There are numerous reasons I’ve decided to start over. In short though, I’ve been doing some C coding professionally lately, and when I look at the Prophet3 codebase (which was started at a time I had only done C as a hobby), well, I know I can do better.

Design Goals

  • Use pure C. Prophet3 is “nearly C” anyway. It is not an object oriented program.
  • Modularize the codebase. Group source files into directories according to functionality. E.g. movegen, eval, search, etc.
  • Break the code down into more source files that are more focused in nature.
  • Make better use of static functions.
  • Make better use of the const qualifier.
  • Improve the documentation.

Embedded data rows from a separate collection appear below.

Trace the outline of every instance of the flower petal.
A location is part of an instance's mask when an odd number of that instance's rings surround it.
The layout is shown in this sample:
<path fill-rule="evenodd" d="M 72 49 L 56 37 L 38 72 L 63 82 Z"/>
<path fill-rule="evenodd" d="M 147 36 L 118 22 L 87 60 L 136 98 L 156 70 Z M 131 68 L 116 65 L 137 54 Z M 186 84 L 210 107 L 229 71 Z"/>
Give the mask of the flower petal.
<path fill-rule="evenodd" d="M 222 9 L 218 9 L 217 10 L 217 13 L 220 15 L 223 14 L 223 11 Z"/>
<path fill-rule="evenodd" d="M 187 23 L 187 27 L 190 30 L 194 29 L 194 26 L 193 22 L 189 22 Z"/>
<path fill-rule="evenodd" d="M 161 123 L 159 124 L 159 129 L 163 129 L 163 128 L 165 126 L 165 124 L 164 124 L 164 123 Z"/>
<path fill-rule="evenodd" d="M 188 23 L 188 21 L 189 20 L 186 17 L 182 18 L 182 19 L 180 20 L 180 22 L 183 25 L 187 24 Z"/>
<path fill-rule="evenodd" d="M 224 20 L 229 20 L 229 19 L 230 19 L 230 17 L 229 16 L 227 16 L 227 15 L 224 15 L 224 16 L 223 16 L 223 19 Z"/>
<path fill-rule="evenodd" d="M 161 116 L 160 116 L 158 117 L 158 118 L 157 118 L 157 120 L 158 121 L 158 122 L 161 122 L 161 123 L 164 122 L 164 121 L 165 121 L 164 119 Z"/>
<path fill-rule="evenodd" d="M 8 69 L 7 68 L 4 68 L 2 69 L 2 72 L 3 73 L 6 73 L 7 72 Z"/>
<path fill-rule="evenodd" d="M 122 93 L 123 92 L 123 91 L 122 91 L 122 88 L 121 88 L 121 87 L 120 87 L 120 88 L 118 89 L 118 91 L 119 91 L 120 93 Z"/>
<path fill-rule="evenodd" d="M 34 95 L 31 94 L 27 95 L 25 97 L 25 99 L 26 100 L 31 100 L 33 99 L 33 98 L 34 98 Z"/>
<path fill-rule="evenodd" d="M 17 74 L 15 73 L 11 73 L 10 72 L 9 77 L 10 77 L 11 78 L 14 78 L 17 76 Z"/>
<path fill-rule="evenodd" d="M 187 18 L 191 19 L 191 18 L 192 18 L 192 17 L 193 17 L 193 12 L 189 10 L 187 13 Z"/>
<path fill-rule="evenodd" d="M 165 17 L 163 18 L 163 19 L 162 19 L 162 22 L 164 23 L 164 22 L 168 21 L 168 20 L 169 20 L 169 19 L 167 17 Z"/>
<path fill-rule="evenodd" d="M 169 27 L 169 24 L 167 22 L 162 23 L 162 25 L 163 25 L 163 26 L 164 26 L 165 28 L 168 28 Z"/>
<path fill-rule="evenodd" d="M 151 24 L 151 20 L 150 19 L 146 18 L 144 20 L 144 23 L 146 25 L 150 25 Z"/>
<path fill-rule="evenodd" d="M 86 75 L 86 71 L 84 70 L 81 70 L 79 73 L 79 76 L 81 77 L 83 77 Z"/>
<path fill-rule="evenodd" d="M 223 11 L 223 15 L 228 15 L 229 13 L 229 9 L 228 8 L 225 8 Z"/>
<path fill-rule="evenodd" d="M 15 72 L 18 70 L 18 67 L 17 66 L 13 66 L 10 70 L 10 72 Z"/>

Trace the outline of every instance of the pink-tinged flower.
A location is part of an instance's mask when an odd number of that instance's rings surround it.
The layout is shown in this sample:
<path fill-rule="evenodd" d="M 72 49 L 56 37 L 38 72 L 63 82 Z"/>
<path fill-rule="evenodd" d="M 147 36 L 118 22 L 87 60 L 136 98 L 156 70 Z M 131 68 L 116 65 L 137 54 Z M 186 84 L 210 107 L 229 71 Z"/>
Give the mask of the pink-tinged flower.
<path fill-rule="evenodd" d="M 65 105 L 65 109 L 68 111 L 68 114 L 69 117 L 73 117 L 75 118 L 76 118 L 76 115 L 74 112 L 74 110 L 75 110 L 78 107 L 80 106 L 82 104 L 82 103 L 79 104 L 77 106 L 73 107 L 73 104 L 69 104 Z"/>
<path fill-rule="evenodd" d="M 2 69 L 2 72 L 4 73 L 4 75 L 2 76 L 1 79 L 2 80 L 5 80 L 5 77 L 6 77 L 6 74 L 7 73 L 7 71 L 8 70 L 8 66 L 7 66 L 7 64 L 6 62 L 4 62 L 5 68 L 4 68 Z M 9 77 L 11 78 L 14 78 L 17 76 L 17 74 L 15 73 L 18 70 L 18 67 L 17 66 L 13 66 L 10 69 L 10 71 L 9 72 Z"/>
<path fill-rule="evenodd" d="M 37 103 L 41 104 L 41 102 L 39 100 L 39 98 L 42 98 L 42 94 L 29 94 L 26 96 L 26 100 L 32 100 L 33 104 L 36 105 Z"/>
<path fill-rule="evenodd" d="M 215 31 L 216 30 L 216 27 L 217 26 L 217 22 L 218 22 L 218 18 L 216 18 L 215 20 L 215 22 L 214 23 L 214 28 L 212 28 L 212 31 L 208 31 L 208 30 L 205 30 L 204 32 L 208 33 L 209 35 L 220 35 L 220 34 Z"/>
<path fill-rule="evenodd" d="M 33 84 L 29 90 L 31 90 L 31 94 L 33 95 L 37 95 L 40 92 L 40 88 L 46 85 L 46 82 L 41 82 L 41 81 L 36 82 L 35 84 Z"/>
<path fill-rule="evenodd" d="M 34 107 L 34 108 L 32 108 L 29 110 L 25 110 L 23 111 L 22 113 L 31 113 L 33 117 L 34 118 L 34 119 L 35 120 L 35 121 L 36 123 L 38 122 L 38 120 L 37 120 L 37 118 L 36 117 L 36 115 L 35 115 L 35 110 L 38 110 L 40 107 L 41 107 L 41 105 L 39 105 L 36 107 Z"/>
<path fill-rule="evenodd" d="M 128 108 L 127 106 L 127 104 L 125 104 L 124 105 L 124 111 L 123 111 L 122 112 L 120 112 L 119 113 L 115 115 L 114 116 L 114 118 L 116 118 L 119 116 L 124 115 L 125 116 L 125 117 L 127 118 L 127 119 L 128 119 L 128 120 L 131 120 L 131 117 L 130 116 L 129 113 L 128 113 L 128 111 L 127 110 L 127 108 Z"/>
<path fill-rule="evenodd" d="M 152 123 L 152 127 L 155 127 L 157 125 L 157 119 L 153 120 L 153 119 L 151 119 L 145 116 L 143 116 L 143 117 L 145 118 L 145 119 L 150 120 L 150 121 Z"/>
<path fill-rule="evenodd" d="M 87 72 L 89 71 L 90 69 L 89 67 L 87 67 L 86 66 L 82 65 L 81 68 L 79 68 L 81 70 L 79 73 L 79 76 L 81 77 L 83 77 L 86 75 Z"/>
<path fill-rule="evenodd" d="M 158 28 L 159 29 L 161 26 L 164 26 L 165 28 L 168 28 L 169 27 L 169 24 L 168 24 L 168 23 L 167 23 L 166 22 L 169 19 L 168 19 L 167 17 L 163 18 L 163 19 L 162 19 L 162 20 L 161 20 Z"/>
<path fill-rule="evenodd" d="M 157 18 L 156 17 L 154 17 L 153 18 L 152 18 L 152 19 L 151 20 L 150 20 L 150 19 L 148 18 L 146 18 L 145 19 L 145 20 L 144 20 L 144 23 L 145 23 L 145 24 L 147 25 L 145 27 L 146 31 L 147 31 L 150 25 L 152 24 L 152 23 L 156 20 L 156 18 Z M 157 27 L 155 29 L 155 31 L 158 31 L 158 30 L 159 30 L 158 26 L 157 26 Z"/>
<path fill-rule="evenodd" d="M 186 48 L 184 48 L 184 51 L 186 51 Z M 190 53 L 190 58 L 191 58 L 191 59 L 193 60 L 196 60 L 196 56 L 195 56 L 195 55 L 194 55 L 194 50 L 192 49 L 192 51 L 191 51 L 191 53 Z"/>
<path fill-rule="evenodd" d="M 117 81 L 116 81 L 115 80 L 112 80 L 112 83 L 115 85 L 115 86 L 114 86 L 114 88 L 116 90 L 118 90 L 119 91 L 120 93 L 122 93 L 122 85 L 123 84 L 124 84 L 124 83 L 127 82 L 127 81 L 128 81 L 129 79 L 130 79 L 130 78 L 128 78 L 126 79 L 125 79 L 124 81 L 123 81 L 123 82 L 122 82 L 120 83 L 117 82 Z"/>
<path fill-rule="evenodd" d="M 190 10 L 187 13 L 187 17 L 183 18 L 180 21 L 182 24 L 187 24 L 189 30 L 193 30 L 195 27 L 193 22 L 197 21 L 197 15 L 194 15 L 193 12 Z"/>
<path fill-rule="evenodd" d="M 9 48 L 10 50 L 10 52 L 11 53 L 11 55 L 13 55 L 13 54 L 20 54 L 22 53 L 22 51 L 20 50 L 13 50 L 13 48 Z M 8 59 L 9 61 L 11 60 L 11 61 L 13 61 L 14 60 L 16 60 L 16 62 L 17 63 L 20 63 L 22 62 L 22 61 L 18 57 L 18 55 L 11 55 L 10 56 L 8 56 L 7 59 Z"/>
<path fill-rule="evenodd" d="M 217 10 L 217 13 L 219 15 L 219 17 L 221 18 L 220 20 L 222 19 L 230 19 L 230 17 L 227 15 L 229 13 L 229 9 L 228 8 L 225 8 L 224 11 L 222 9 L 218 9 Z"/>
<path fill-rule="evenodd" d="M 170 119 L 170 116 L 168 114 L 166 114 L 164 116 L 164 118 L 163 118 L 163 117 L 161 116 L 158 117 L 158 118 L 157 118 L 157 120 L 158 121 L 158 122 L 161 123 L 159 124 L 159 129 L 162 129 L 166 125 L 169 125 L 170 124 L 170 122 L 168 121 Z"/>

Each function should have at least a brief description of its purpose, a listing of arguments and return value.
  • Improve testing coverage. In general Prophet3 is well tested, but there are some areas the coverage could improve.
  • Use a proper test harness, e.g. GoogleTest or the like. The release binary should not contain the test code. Prophet3 uses assertions exclusively, and all the test code is built into the binary (even though it can’t be executed when compiled with the NDEBUG flag).
  • Make use of memory leak detectors such as Valgrind on each release.
  • Produce a static library containing the move generation, evaluation, and search related functions. It will not include the opening book related code or the Xboard protocol related code. The intent is to modularize the core functionality for inclusion in other projects.
  • Retire SQLite. It never felt like a relational database was a good fit for the opening book. Replace with a Key-Value store type database, possibly LMDB.